This blog was also authored by By Ryan Peterson, Head of Global Data Segment at AWS
Big Data and Cloud technologies are accelerating enterprise data insights. Scott Gnau, Chief Technology Officer at Hortonworks points out in his recent Hortonworks blog: “Successful businesses understand how interconnected data and cloud strategies are key to a cohesive business strategy.” A well-executed combination of Big Data and Cloud technologies will enable quick access to data, when users need it with the tools they want to make effective “data driven” business decisions.
Hortonworks is an AWS Partner Network (APN) Advanced Technology Partner with Data & Analytics Competency status, a Public Sector Partner and ISV Migration Partner. Hortonworks platforms provide data processing & management capabilities with Hortonworks Data Platform (for data at-rest), Hortonworks DataFlow (for data in-motion and at the edge) and Hortonworks DataPlane (for consistent data security, governance and operations across a hybrid architecture).
Cloudbreak allows the easy deployment of Hortonworks platforms on AWS. Cloudbreak simplifies the complex technical setup and service management transparently for you, which significantly reduces the effort to deploy and run data workloads that leverage AWS services.
Cloudbreak gives you a guided experience to get data workload environments configured & running on AWS, and the ability to customize those environments based on your specific needs. The end state is an optimized, performant and secure deployment of your data workload on AWS.
After installing the Cloudbreak application, you need to configure an AWS credential in Cloudbreak to allow Cloudbreak to authenticate with your AWS account and provision resources on your behalf. Cloudbreak supports two types of cloud credential authentication for AWS: Key-based and Role-based.
Once your cloud credentials are configured, you are ready to create a workload cluster.

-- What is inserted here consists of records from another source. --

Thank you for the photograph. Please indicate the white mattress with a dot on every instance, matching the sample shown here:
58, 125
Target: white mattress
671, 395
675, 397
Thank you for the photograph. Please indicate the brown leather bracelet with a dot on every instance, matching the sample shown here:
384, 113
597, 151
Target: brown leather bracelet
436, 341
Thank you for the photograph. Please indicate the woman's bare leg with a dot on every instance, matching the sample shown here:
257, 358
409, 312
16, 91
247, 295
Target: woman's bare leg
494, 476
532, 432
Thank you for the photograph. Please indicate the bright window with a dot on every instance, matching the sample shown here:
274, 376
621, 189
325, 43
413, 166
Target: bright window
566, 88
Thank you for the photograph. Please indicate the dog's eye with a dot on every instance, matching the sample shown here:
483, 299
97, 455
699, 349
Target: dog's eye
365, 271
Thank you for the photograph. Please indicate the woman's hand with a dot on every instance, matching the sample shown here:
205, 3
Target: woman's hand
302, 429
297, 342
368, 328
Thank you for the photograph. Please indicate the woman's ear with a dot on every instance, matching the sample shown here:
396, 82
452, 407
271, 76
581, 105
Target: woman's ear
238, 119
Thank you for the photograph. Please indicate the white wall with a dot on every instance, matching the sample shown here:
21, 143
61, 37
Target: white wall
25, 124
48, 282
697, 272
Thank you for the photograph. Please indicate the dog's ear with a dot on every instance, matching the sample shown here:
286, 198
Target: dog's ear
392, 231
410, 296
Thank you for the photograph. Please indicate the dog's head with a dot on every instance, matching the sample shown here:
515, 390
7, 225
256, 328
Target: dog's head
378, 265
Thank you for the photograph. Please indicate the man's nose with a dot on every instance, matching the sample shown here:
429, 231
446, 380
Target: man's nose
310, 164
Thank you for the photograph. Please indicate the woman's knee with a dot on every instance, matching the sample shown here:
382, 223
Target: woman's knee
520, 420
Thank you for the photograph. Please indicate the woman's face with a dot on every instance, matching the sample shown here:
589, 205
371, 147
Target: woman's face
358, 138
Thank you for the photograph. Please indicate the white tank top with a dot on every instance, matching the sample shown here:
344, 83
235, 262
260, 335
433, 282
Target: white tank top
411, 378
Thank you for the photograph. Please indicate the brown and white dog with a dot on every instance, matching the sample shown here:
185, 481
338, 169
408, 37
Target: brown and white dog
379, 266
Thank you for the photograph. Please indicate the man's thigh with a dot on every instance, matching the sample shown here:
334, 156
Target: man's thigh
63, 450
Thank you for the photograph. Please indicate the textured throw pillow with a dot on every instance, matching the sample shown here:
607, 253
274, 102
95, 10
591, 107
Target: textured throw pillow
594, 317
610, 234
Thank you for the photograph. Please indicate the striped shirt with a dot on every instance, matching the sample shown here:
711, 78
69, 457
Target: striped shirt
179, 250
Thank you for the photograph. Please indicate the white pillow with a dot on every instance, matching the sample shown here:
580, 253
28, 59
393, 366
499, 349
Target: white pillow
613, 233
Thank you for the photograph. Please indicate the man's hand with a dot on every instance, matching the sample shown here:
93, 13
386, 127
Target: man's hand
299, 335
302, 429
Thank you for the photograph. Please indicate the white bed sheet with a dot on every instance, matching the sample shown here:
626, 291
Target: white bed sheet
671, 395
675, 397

Cloudbreak provides a set of workload configurations out-of-the-box.
Cloudbreak exposes networking options to create your workload cluster in a new VPC or in an existing VPC. A best practice when running in AWS includes configuring a protected gateway around the cluster to minimize the network surface area and by having a common access point to access cluster resources. Cloudbreak can automate the setup of the gateway (powered by Apache Knox) during cluster create.

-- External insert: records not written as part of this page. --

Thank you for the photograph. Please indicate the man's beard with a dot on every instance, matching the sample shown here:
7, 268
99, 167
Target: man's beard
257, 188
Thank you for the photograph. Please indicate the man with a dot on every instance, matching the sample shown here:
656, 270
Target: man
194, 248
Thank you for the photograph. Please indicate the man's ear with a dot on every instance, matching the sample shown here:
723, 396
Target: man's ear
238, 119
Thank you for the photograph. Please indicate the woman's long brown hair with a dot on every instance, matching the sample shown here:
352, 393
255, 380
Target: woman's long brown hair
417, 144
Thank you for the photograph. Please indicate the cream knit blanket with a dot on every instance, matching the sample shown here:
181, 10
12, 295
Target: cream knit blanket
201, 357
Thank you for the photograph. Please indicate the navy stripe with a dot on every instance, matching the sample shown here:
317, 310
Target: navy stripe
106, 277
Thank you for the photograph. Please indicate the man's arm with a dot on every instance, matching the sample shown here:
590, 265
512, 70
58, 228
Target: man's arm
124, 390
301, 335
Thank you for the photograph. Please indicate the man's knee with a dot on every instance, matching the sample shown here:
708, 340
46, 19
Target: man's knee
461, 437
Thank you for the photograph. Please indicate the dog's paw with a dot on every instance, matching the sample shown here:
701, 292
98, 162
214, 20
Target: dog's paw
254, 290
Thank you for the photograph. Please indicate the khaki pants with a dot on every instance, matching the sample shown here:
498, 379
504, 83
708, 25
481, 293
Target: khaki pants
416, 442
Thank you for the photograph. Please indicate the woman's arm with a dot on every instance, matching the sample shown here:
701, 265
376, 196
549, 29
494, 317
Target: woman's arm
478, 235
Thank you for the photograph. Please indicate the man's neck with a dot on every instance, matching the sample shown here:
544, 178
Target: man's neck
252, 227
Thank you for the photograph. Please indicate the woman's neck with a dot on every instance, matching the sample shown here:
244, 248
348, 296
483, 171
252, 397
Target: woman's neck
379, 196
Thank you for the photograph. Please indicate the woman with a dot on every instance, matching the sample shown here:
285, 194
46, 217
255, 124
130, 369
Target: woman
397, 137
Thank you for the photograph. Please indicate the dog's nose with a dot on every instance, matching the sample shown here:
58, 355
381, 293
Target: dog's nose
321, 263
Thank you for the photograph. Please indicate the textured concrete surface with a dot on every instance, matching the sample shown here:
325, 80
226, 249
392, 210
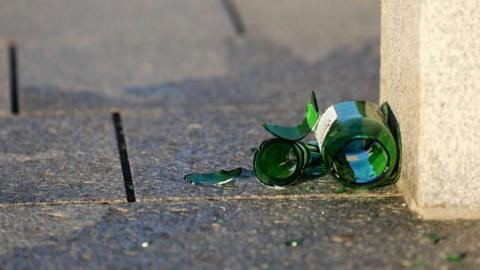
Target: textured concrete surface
187, 116
59, 159
164, 145
431, 56
258, 72
94, 48
312, 29
4, 78
335, 233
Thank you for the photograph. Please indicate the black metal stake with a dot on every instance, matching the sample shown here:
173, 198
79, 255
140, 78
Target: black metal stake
122, 150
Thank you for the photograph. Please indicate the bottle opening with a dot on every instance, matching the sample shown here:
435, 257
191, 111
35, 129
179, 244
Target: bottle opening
277, 162
361, 161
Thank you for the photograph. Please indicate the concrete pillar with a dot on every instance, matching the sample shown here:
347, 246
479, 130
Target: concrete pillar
430, 74
4, 77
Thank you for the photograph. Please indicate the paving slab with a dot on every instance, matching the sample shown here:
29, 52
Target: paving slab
59, 159
312, 28
166, 144
96, 48
335, 233
4, 78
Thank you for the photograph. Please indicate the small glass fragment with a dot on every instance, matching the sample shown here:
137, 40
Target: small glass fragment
340, 190
214, 178
294, 242
456, 257
433, 237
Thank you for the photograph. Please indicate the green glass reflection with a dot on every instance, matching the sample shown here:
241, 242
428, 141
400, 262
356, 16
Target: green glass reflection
361, 147
280, 162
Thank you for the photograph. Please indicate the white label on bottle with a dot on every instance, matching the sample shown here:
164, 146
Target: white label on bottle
324, 125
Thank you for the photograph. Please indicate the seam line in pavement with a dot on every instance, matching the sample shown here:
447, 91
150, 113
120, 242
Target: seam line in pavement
13, 70
213, 198
234, 15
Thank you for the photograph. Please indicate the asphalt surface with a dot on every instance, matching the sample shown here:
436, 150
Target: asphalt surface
193, 94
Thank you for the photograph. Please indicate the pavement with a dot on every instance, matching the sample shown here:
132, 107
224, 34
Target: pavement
193, 92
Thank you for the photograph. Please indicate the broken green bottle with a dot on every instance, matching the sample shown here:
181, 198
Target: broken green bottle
358, 141
279, 162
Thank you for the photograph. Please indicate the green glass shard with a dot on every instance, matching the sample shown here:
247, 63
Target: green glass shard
315, 170
457, 257
300, 131
214, 178
433, 237
294, 242
394, 127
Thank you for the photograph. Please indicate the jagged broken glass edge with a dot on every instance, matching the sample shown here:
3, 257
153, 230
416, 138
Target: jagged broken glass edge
297, 133
394, 127
214, 178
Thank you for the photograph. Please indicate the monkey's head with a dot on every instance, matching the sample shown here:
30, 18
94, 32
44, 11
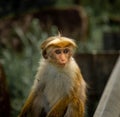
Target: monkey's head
58, 49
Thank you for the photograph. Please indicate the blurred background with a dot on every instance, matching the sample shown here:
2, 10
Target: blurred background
24, 24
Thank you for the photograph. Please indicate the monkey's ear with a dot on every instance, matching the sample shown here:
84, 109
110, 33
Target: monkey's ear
44, 54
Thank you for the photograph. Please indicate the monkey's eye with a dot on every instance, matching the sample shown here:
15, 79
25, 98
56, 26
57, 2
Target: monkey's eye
58, 51
65, 51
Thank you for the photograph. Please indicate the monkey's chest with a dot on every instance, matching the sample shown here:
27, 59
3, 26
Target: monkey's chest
57, 87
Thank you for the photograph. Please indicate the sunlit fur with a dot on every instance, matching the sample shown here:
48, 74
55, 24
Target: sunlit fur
58, 91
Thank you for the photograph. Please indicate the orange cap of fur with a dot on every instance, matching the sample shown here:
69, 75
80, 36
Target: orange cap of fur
58, 41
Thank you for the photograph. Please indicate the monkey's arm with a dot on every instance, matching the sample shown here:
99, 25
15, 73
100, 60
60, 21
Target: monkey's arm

You can configure your workload clusters to access data in S3 by specifying an instance profile for the Amazon EC2 instances. You can optionally create or attach an existing instance profile during cluster creation as well. Cloudbreak helps configure the most common storage location settings such as where to store Apache Ranger audit logs and the default Hive Warehouse Directory location.

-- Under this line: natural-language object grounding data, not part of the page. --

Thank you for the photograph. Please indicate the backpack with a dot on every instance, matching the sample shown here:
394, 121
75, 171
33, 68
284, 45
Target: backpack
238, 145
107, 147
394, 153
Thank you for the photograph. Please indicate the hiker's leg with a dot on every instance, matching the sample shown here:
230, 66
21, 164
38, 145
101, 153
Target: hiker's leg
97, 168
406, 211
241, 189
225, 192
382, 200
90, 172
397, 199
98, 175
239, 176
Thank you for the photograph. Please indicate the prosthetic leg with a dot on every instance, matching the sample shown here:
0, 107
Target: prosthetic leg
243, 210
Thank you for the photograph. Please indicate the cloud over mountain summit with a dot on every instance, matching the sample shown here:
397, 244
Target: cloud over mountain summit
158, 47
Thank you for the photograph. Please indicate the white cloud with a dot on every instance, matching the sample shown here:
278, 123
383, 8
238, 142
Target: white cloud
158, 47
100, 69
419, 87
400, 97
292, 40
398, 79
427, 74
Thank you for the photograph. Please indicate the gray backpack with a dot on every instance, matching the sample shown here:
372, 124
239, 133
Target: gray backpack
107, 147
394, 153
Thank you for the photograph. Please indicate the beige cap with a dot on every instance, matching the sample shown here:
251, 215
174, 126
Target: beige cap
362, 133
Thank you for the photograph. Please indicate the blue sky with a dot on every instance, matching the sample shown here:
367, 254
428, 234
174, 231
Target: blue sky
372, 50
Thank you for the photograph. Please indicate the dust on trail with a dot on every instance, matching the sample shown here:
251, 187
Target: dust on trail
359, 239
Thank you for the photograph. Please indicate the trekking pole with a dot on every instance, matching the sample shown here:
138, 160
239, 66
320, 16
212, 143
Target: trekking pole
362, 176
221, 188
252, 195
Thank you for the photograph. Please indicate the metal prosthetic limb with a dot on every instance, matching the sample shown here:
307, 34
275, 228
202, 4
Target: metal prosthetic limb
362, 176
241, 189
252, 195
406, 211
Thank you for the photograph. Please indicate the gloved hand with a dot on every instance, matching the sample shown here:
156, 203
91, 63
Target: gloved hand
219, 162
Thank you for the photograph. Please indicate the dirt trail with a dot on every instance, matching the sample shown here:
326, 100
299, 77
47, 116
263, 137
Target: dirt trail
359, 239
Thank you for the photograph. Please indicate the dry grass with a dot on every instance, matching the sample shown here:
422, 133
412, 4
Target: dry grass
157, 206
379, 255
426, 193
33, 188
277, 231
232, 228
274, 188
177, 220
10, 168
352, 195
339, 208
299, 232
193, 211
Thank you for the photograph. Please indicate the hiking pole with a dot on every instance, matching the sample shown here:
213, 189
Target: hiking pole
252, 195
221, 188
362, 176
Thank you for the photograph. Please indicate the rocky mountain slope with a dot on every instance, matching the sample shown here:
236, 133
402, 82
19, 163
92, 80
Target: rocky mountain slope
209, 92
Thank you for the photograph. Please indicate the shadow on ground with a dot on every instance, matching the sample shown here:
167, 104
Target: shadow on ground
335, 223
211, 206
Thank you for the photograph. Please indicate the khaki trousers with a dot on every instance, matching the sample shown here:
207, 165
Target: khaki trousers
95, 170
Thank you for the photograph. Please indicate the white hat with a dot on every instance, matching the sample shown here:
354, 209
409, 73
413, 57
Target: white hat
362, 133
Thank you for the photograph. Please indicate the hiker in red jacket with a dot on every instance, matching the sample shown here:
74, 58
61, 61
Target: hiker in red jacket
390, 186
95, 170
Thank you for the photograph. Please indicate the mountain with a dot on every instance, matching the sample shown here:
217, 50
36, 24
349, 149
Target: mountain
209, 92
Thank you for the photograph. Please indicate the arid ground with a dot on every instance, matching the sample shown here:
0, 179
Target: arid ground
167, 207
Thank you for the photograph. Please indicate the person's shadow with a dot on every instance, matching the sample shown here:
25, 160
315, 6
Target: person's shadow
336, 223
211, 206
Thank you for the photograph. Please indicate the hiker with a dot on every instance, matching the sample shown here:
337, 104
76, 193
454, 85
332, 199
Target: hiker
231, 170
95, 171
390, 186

Once you have your cluster up and running, you can always tune the use of AWS resources by scaling the cluster up or down, either manually or automatically.
Many customers are successfully running Hortonworks platforms on AWS to enable quick access to data, when they need it with the tools they want to make effective data driven business decisions. Hilton is one such customer that is successfully leveraging a modern data architecture of Hortonworks Data Platform and Hortonworks DataFlow, running on a private cloud on AWS.